Per quanto non gli piaccia mettere la palla per terra – 3.4 drives a partita che generano 2.5 punti, il 61.3% delle volte tira senza palleggiare -, Klay Thompson è un giocatore produttivo in ogni angolo del campo e le sue iniziative personali hanno spesso levato le castagne dal fuoco: il 47.2% dei suoi tiri arriva col difensore a stretto contatto, e li segna col 42%.

Fa spavento – per gli avversari – l’idea di vederlo riciclato come specialista difensivo, un aggiustamento naturale che però renderebbe ridondanti le abilità di scassinatore di Andre Iguodala.
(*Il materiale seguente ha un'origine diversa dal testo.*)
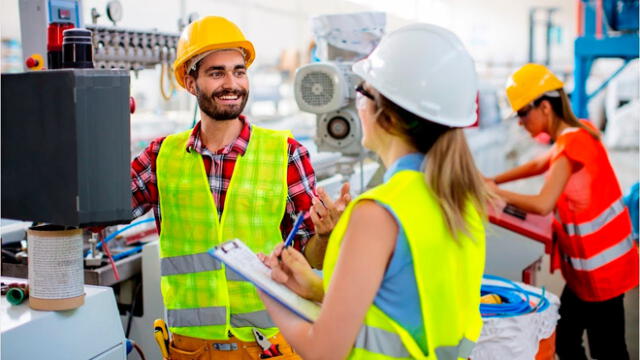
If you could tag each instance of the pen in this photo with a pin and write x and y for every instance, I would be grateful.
(294, 230)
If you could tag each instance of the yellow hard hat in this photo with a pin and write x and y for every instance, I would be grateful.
(205, 34)
(529, 83)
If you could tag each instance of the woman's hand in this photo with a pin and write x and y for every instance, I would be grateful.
(325, 212)
(290, 268)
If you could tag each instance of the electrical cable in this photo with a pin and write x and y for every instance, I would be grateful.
(139, 350)
(126, 253)
(195, 112)
(133, 307)
(515, 300)
(172, 87)
(116, 274)
(116, 233)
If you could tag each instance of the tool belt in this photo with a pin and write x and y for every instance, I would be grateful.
(190, 348)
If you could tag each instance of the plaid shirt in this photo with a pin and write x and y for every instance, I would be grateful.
(219, 168)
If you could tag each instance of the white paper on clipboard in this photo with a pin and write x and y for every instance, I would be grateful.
(239, 258)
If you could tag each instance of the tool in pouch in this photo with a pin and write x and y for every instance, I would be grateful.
(161, 334)
(268, 350)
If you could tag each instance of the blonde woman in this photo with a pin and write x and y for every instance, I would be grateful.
(403, 266)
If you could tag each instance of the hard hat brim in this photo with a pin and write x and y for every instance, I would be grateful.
(178, 65)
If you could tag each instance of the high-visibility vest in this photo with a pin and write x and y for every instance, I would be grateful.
(598, 257)
(448, 275)
(202, 298)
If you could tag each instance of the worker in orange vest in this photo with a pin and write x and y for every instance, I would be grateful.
(594, 248)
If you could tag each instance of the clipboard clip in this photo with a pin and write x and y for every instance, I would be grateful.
(228, 246)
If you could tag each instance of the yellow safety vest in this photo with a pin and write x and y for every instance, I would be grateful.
(202, 298)
(448, 275)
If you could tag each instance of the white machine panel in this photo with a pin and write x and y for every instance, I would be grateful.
(92, 331)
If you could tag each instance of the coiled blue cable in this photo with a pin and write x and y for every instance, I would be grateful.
(515, 300)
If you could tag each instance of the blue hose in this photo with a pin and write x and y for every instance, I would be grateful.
(134, 250)
(114, 234)
(515, 299)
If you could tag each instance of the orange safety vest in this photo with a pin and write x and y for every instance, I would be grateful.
(598, 258)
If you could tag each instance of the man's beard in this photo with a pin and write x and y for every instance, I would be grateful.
(209, 106)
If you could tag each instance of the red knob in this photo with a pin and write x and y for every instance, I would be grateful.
(132, 104)
(31, 62)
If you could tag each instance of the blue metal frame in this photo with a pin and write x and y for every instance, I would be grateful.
(588, 48)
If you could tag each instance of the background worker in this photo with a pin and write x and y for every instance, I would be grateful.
(404, 263)
(223, 179)
(597, 255)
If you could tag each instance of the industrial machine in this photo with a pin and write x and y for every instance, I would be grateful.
(326, 88)
(66, 161)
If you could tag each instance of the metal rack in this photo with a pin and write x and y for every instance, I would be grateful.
(606, 29)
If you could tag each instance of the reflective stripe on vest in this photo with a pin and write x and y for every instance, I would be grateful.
(594, 225)
(603, 258)
(217, 315)
(381, 342)
(462, 350)
(188, 264)
(193, 264)
(205, 316)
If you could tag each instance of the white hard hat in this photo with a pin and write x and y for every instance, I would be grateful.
(426, 70)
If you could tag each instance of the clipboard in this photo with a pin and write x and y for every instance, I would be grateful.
(533, 226)
(239, 258)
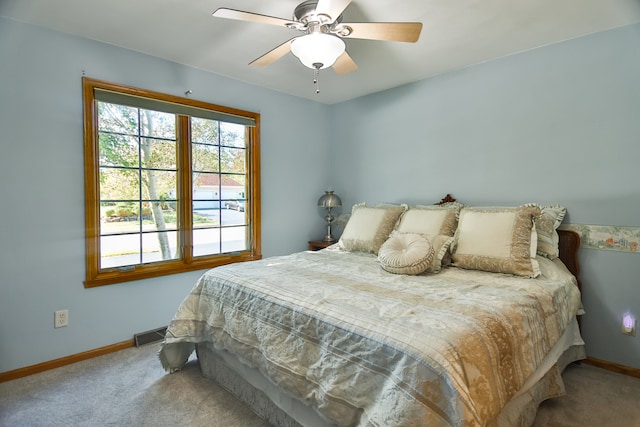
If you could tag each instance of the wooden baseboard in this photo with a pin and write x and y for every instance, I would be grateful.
(614, 367)
(68, 360)
(63, 361)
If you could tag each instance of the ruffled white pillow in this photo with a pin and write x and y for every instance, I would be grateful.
(406, 253)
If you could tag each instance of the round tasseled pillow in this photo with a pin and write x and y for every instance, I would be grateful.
(406, 253)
Quel che è certo è che Durant si guadagnerà parecchi primi piani in attacco, col rischio di pestare i piedi a Draymond Green. Amano giocare sulle stesse aree del parquet, cominciare l’azione sul perimetro in punta o in mezza punta per poi accentrarsi.

KD dovrà abituarsi a entrare nei set offensivi qualche secondo più tardi e aspettare che si creino le spaziature giuste. I due sono amiconi, si intenderanno, anche se Dancing Bear ha imparato fin troppo bene a apprezzare le luci della ribalta in questi mesi, tra la squalifica, il one man show di gara 7 e il recente arresto per aggressione.

Se il nostro Ringo l’abbiamo – forse – trovato, resta da vedere chi imbraccerà la chitarra di George e chi si spartirà il microfono come Paul e John. Ne riparleremo; purtroppo per la nostra impazienza ottobre è ancora lontano.